Karakteristik sel memori ini dapat diamati dengan
membandingkan respon antibodi pada individu pada imunisasi
pertama dengan respon yang dirangsang dengan booster dengan
antigen yang sama. Pada Gambar 49 respon antibodi sekunder terjadi
setelah fase lag yang pendek, menghasilkan antibodi dalam jumlah
besar dan mempunyai afinitas yang tinggi dalam hal mengikat antigen.
Prinsip dasar sel memori ini adalah ekspansi dan diferensiasi klon
tersebut, sehingga keseluruhan sel anakannya merupakan sel yang
spesifik untuk antigen yang pernah memapar pada waktu yang
lampau. Sel memori ini yang menjadikan vaksinasi dapat berhasil dan
mencegah terjadinya infeksi oleh patogen yang telah dimusnahkan
oleh imunitas adaptif. Sel memori merupakan bagian yang paling
penting pada terbentuknya imunitas adaptif, walaupun mekanisme
selluler dan mollekuler belum sepenuhnya diketahui.
134
Limfosit naive
Limfoblas
135
Aktivasi Limfosit Memerlukan Antigen dan Interaksi Dengan Sel Lain.
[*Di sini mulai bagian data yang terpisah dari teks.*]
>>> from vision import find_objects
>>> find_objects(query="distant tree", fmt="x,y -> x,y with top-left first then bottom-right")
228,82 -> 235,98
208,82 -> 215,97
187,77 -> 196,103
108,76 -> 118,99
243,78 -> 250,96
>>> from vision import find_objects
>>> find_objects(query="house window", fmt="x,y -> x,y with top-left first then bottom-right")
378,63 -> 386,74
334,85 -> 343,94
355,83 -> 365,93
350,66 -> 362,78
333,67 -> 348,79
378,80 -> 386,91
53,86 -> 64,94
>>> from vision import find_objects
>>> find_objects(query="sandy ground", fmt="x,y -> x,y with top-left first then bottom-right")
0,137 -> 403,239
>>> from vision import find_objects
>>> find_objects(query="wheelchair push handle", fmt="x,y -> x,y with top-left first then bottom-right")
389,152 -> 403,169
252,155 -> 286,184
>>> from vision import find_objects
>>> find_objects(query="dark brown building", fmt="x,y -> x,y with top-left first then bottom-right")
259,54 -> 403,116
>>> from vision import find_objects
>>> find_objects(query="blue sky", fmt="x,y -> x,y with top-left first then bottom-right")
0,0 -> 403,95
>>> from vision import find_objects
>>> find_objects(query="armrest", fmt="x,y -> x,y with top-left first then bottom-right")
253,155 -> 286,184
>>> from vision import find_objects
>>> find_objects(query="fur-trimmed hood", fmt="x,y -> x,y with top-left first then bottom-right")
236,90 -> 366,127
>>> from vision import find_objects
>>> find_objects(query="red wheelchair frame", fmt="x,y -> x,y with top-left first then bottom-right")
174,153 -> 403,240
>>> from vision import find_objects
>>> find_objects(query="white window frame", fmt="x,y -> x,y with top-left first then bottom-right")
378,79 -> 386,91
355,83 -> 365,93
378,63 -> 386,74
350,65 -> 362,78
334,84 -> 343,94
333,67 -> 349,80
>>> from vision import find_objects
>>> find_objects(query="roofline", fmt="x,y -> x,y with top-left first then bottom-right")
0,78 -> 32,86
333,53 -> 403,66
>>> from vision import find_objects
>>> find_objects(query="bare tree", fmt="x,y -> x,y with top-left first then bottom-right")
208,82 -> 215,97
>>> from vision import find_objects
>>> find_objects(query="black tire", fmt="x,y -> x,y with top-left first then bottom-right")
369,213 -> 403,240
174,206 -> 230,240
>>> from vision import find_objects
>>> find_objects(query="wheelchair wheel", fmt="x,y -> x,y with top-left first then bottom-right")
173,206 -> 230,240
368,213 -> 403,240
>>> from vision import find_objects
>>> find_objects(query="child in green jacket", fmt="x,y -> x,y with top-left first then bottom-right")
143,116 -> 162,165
Jaringan limfoid periferal tidak saja berfungsi untuk
memperangkap sel fagosit yang telah mencerna antigen, tapi juga
berfungsi untuk menstimuli terjadinya interaksi antara APC dengan
limfosit yang diperlukan untuk memulai respon imunitas adaptif.
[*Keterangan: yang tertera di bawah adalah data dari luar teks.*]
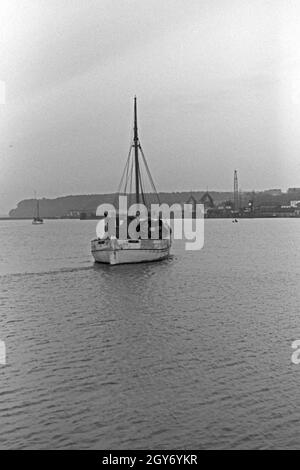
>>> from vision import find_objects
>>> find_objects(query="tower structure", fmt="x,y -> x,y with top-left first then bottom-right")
233,170 -> 239,212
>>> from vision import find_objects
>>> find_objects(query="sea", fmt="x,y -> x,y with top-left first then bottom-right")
0,218 -> 300,450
Lymph node dan spleen merupakan organ penting untuk dimulainya
imunitas adaptif ini.
Semua respon imun diinisiasi oleh pengenalan antigen asing.
Pengenalan itu pada akhirnya menimbulkan reaksi aktivasi pada
limfosit yang kompeten dengan antigen yang masuk. Semua rangkaian
reaksi aktivasi itu pada akhirnya ditujukan untuk mengeliminasi
antigen asing itu. Respon imun spesifik dapat dibagi menjadi tiga fase.
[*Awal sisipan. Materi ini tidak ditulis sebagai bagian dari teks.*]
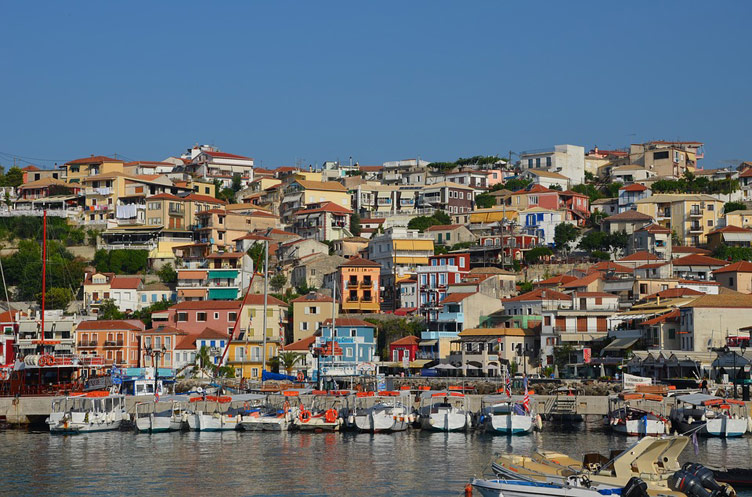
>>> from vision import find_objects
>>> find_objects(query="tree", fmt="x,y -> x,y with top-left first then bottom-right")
350,211 -> 361,236
475,193 -> 496,209
269,273 -> 287,292
525,247 -> 554,264
37,287 -> 73,310
157,263 -> 178,285
554,223 -> 580,251
97,299 -> 125,321
723,202 -> 747,214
Fase tersebut berturut-turut adalah pengenalan (cognitif), aktivasi,
dan efektor. Fase pengenalan ditandai dengan ikatan antigen asing
dengan reseptor spesik pada limfosit yang mature. Limfosit B yang
merupakan komponen imunitas humoral mengekspresikan molekul
antibodi pada permukaan sel yang dapat mengikat antigen asing baik
berupa protein, polisakarida, atau lipida dalam keadaan terlarut
maupun berada pada target yang tidak terlarut. Sel T hanya dapat
mengenali antigen asing jika antigen tersebut dipresentasikan oleh sel
lain dalam bentuk komplek peptida:MHC.
Fase aktivasi merupakan kelanjutan dan konsekuwensi dari
fase pengenalan. Fase aktivasi ini ditandai dengan proliferasi dan
terjadi ekspansi klon yang spesifik untuk suatu antigen, sehingga
meningkatkan kemampuan protektif terhadap antigen itu. Sel B yang
mengenali antigen akan memproduksi antibodi dan antibodi yang
diproduksi itu akan berikatan dengan targetnya yang berupa antigen
spesifik. Beberapa limfosit T ada yang berkembang menjadi sel yang
mampu mengaktifkan sel fagosit sehingga sel fagosit dapat
membunuh bakteri intraselluler dalam sel fagosit itu. Di samping itu
beberapa sel T juga mampu membunuh secara langsung sel lain yang
terinfeksi virus. Secara umum aktivasi limfosit memerlukan dua
signal. Pertama signal dari antigen, kedua signal dari sel lain yang
dapat berupa sel helper atau sel aksesori (APC). Aktvasi limfosit
sangat penting dalam sistem imun karena dapat memperbanyak klon
yang spesifik dan sel yang teraktivasi mempunyai kemampuan
bergerak menuju antigen yang menjadi sasaran.